Por P. Prisciliano Hernández Chávez, CORC.
La vida ordinaria nos ancla a la inmanencia; parece que la finitud es nuestro único horizonte. No hay más y ni hay tiempo para pensar en algo más allá de esta vida, de poseer de manera permanente el sentido de trascendencia.
Los problemas nos abruman; intoxican tantas opiniones y puntos de vista como si el presente fuera lo único; el pasado un museo, el futuro se contempla incierto y el presente ofrece horas inaguantables y a veces son ocasión de evasiones enfermizas, para olvidar y no pensar.
Como una loza pesada cargamos los problemas familiares, los problemas nacionales e internacionales; e incluso, ciertos desajustes en el caminar de la Iglesia.
Parece que la esperanza se asume debilitada y pronta a desaparecer.

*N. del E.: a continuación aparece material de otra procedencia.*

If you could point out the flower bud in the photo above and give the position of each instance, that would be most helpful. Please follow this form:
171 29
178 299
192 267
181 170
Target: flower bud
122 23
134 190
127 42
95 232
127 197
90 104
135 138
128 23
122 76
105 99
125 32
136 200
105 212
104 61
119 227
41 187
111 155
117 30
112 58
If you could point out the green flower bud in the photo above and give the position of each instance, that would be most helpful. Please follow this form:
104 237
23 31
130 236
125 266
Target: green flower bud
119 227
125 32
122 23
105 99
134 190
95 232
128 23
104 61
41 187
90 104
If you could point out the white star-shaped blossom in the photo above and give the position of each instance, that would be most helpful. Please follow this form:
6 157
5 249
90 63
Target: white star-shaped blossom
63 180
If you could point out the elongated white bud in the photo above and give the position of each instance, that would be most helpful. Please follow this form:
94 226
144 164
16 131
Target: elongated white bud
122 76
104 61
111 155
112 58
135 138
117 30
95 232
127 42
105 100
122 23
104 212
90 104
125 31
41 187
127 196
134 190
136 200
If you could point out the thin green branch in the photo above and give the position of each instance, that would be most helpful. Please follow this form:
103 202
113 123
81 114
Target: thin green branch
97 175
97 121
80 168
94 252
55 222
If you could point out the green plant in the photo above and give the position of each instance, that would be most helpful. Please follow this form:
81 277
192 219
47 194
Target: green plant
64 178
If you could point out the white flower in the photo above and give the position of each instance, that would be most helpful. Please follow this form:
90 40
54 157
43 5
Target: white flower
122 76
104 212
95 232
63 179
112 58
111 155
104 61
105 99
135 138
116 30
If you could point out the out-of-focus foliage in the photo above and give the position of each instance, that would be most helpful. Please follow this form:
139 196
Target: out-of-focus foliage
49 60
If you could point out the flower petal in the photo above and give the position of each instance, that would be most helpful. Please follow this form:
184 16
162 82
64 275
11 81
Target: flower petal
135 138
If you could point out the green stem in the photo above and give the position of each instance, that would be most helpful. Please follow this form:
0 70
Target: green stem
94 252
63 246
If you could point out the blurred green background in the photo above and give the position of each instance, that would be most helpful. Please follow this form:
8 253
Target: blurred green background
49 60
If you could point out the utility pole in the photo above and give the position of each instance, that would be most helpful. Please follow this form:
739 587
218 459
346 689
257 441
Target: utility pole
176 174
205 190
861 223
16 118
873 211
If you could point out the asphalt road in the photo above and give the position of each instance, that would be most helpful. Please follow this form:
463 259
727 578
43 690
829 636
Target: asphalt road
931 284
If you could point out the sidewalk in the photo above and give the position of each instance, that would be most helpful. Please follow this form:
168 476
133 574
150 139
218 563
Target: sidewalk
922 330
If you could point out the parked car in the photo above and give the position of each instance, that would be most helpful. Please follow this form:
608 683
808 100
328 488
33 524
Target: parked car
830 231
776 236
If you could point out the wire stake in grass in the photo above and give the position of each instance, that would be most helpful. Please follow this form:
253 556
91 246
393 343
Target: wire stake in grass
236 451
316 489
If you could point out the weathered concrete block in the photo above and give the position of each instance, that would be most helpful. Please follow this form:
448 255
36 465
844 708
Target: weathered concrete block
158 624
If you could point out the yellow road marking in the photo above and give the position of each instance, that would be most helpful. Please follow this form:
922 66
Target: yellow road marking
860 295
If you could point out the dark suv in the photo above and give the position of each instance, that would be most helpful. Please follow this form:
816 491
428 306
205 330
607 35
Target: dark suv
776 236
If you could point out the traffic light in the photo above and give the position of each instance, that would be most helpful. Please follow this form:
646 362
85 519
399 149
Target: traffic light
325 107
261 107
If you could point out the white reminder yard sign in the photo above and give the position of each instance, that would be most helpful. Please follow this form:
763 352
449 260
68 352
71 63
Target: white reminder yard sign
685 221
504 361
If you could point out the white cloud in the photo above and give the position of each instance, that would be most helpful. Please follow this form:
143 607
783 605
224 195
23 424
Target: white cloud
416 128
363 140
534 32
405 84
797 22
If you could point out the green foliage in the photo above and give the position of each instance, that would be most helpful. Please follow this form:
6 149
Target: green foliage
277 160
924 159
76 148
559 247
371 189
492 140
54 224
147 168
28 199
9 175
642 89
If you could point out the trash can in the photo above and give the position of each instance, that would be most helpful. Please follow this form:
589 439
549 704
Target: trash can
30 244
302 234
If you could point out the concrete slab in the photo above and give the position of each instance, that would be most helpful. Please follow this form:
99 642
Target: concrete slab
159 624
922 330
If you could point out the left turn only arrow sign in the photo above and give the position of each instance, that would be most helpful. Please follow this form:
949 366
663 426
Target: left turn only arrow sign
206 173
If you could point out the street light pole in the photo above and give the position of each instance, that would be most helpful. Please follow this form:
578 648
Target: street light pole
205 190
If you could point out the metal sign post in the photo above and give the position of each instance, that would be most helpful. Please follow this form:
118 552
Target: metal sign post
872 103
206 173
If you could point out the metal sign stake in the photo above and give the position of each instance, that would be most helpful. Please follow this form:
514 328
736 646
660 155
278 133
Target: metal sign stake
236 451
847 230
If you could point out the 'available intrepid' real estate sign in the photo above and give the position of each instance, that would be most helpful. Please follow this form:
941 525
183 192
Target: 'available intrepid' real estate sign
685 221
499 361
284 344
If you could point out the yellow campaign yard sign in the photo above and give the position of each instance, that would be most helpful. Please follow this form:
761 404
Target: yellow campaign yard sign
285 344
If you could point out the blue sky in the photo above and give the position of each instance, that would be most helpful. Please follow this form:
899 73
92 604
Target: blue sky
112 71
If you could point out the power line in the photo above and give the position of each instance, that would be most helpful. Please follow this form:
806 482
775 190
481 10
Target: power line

Incierto el día del mañana.
Cuando se organiza un viaje, se piensa en el momento feliz de encontrarse en situaciones nuevas: visitar un familiar, amigos entrañables, ciudades increíbles, pueblos maravillosos, obras de arte, las sorpresas inesperadas, etc. Los preparativos del viaje, parecen ligeros. Lo que importa es disponerse, arreglar lo conducente y emprender el camino. Rezuma la alegría, los tiempos nuevos y los espacios singulares del gozo posible de los encuentros.
La vida humana es un viaje; caminamos hacia el encuentro gozoso y feliz con la fuente del ser y de la vida; la plenitud de la verdad, del gozo, de la belleza y del amor, singularizados y personalizados en Dios mismo, principio y término de nuestro viaje esencial y existencial.
Caminamos hacia el ‘Cielo’, término analógico que implica una realidad inimaginable como lo indica san Pablo a en su 1ª Carta a los Corintios respecto a la ‘vida eterna’ en Dios; una realidad ‘lo que el ojo nunca vio, ni el oído jamás escuchó, ni por el corazón humano pasó, Dios lo preparó para quienes lo aman’ (1Cor 2, 9).
La postura de los saduceos aristócratas del tiempo de Jesús, cuya vida es el bienestar en el más acá, -como el de muchos hoy, se ríen de una vida después de esta vida y sobre todo de la resurrección (Lc 20, 27-38). Vidas frívolas que ridiculizan la fe en la resurrección.
Nuestro Dios, no es un Dios de muertos; para él todos viven. Su amor es más fuerte que la misma muerte; su obra más allá de todo cataclismo, habrá de florecer; la Creación entera aguarda su liberación plena en la Parusía del Señor. Habrá un Cielo nuevo y una Tierra nueva como nos enseña el Apocalipsis, de modo que ‘toda la creación está destinada a convertirse en recipiente de la magnificencia divina. Toda la realidad creada se vincula a la bienaventuranza celestial’, como nos enseña el excelente teólogo y magnífico Papa, Joseph Ratzinger, ahora Obispo emérito de Roma.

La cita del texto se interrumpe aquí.